Cette approche donne naissance à une aventure qui ressemble davantage à un récit initiatique qu’à une mission classique du MI6. On découvre progressivement les rouages de l’organisation, les premières erreurs du futur agent 007 et les événements qui vont forger sa légende. Pour un passionné de la saga, le plaisir est immédiat. Les références abondent sans jamais tomber dans le clin d’œil forcé. On retrouve l’esprit de Fleming autant que celui du cinéma, avec cette élégance britannique qui a toujours fait le charme de la licence. On en vient même à se dire que, après Sean Connery, George Lazenby, Roger Moore, Timothy Dalton, Pierce Brosnan et Daniel Craig… Maintenant, on pourrait presque ajouter le nom de Patrick Gibson (Les Tudors, Dexter : Les Origines…), acteur irlandais qui incarne avec brio l’agent secret de Sa Majesté dans ce nouveau jeu vidéo. Et si c’était lui finalement le nouveau visage de Bond ?

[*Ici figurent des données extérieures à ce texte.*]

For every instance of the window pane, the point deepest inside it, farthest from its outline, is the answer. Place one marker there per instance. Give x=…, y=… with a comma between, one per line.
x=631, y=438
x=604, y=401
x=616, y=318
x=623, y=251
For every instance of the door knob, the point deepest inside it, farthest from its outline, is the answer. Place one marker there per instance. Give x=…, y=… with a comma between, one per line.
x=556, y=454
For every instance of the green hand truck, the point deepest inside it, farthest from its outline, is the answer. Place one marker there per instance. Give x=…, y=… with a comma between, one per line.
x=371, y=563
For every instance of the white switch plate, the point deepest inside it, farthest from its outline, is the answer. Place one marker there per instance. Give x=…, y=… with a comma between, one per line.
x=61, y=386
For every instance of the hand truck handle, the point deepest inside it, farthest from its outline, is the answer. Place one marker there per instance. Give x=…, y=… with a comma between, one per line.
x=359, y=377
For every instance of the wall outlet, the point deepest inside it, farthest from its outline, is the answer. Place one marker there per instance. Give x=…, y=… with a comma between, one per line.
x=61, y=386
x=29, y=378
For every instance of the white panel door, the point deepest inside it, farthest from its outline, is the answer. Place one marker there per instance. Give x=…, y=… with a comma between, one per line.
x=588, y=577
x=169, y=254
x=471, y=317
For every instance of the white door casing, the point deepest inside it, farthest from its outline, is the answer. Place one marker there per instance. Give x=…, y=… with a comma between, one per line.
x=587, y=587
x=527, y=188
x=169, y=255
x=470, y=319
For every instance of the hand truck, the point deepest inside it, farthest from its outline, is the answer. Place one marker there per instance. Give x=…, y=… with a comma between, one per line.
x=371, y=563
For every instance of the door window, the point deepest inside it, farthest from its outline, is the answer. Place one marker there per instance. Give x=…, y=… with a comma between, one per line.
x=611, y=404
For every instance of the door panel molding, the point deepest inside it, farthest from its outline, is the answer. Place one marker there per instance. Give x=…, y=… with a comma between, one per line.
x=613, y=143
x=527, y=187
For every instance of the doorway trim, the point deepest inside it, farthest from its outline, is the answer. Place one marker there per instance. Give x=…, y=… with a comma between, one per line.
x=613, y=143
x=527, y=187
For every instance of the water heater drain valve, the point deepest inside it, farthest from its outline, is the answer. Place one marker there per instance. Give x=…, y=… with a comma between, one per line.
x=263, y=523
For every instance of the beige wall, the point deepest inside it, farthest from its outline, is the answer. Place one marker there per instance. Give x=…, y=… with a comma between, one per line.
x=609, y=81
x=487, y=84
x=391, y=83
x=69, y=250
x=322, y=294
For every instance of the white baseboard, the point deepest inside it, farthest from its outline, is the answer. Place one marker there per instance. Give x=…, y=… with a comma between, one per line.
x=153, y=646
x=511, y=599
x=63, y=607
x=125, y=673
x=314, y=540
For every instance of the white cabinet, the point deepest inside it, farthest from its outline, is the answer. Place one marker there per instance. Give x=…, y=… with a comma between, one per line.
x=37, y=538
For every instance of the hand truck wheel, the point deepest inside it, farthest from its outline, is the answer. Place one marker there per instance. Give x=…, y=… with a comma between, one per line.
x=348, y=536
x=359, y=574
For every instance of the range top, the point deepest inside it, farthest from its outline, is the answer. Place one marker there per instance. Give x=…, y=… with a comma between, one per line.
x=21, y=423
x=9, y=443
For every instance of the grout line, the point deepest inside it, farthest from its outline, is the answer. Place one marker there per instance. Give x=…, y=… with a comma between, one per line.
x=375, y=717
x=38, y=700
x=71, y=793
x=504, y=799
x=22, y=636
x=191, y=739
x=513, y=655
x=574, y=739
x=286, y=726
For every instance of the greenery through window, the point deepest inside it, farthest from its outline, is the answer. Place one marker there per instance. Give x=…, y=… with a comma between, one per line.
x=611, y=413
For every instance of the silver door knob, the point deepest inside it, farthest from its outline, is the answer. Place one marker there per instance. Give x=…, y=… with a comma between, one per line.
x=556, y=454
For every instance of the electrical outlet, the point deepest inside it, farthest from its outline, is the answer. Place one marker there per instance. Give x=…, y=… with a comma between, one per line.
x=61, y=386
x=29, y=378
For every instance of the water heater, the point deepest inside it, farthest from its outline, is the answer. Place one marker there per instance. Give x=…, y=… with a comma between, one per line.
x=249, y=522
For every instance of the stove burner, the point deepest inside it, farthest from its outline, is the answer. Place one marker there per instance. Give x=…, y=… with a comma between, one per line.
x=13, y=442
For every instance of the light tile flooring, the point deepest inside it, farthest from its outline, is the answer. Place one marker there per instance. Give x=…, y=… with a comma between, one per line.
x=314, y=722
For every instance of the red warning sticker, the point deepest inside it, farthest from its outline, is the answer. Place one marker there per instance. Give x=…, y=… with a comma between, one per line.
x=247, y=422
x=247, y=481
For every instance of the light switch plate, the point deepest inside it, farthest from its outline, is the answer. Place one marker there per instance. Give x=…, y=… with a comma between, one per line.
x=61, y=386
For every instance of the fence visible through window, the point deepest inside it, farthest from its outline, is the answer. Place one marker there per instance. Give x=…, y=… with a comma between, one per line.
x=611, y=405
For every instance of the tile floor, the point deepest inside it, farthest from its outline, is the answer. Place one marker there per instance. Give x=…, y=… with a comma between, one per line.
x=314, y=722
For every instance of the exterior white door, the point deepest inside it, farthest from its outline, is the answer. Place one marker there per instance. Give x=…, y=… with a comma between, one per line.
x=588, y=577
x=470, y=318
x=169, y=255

Une histoire qui comprend James Bond

L’écriture constitue l’une des plus belles réussites du jeu. IO Interactive évite la caricature du super-espion invincible pour proposer un héros plus humain, plus fragile, plus faillible… Car plus inexpérimenté ! Ce Bond apprend encore à maîtriser ses émotions, ce qui rend certaines scènes particulièrement efficaces. Mais tout en prenant la direction de la nouveauté, les développeurs n’oublient pas d’embarquer tous les ingrédients qui font le succès de la franchise. Le scénario multiplie les voyages, les complots internationaux et les trahisons, comme le veut la tradition. Sans réinventer totalement la formule, il parvient à maintenir l’intérêt grâce à des personnages secondaires crédibles et une progression bien rythmée.

Les amateurs de la franchise remarqueront également de nombreux détails hérités des romans de Ian Fleming. Certaines situations évoquent davantage les premiers livres que les productions hollywoodiennes récentes. Ce qui apporte une saveur particulière à l’ensemble. Le résultat manque parfois d’audace dans ses rebondissements, mais l’ensemble reste suffisamment solide pour donner envie de découvrir la suite. Une réussite qui pose de belles bases pour une nouvelle série, soit dit en passant. Enfin, je pose ça là… Si IO envisage une ou des suite(s), on ne va pas cracher dessus !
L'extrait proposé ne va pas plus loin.